The controller adds a production gate: when NODE_ENV === 'production' and ALLOW_SENTIMENT_VLLM_ENABLED_IN_PROD !== true, a PUT with enabled: true returns 400. Operators must set the env var explicitly to flip vLLM on in production.

updateConfig() returns {previous, next} from a single read, and the controller emits admin.sentiment-vllm-config.update with both sides as audit metadata. This avoids a TOCTOU window between a separate read and the write.

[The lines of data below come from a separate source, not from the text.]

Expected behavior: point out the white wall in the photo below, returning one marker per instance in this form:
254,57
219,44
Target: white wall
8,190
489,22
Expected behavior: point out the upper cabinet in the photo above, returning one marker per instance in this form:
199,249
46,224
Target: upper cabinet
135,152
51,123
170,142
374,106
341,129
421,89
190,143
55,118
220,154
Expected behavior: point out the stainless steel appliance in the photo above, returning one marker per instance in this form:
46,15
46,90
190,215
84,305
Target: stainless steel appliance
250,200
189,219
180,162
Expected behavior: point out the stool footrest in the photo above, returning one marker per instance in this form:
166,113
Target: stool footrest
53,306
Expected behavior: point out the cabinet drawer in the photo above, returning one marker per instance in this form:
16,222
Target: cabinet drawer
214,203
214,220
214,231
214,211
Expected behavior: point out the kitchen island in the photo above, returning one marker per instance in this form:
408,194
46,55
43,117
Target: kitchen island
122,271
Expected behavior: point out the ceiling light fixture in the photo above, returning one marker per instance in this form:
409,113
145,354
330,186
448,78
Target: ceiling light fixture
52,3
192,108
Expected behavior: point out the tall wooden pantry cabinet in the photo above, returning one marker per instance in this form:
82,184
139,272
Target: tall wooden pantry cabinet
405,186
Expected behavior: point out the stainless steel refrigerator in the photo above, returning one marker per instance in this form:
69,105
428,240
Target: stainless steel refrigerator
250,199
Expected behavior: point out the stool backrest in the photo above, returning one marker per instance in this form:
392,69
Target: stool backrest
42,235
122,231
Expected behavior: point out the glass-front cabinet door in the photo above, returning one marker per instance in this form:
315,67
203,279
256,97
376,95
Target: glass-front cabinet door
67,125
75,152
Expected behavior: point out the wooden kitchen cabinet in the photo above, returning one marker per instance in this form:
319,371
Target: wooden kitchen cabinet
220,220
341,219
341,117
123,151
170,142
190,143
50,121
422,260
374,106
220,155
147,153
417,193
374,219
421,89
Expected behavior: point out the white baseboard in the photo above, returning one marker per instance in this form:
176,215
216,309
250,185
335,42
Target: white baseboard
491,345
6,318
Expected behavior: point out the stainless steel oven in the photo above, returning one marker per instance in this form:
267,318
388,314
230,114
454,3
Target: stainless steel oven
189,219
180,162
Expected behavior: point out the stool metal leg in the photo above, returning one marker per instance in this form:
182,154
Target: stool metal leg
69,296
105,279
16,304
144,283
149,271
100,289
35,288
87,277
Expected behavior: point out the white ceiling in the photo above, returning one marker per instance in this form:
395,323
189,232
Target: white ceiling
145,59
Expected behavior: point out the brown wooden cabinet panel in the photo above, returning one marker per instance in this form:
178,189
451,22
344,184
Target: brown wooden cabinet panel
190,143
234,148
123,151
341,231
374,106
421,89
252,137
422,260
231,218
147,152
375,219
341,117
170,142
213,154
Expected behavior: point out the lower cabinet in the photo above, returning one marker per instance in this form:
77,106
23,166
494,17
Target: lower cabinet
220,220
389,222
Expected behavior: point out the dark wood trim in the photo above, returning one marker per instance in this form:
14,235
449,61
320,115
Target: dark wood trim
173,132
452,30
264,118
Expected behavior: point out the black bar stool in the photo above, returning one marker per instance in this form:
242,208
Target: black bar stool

See Audit Trail — admin.sentiment-vllm-config.update.

15. Adding a New Analysis Type

  1. Create NewTypeProcessor extends BaseBatchProcessor (or RunPodBatchProcessor for RunPod workers) in src/modules/analysis/processors/
  2. Add NEW_TYPE_WORKER_URL and NEW_TYPE_CONCURRENCY to src/configurations/env/bullmq.env.ts
  3. Register queue in AnalysisModule: add to BullModule.registerQueue()
  4. Add @InjectQueue('new-type') to PipelineOrchestratorService
  5. Add dispatch and completion methods in PipelineOrchestratorService
  6. Update PipelineStatus enum with new stage
  7. Add worker contract doc in docs/worker-contracts/
  8. Add mock endpoint in mock-worker/server.ts

For non-queue enrichment steps (like topic labeling), create a service in src/modules/analysis/services/, register it in AnalysisModule, inject it into PipelineOrchestratorService, and call it inline during stage transitions.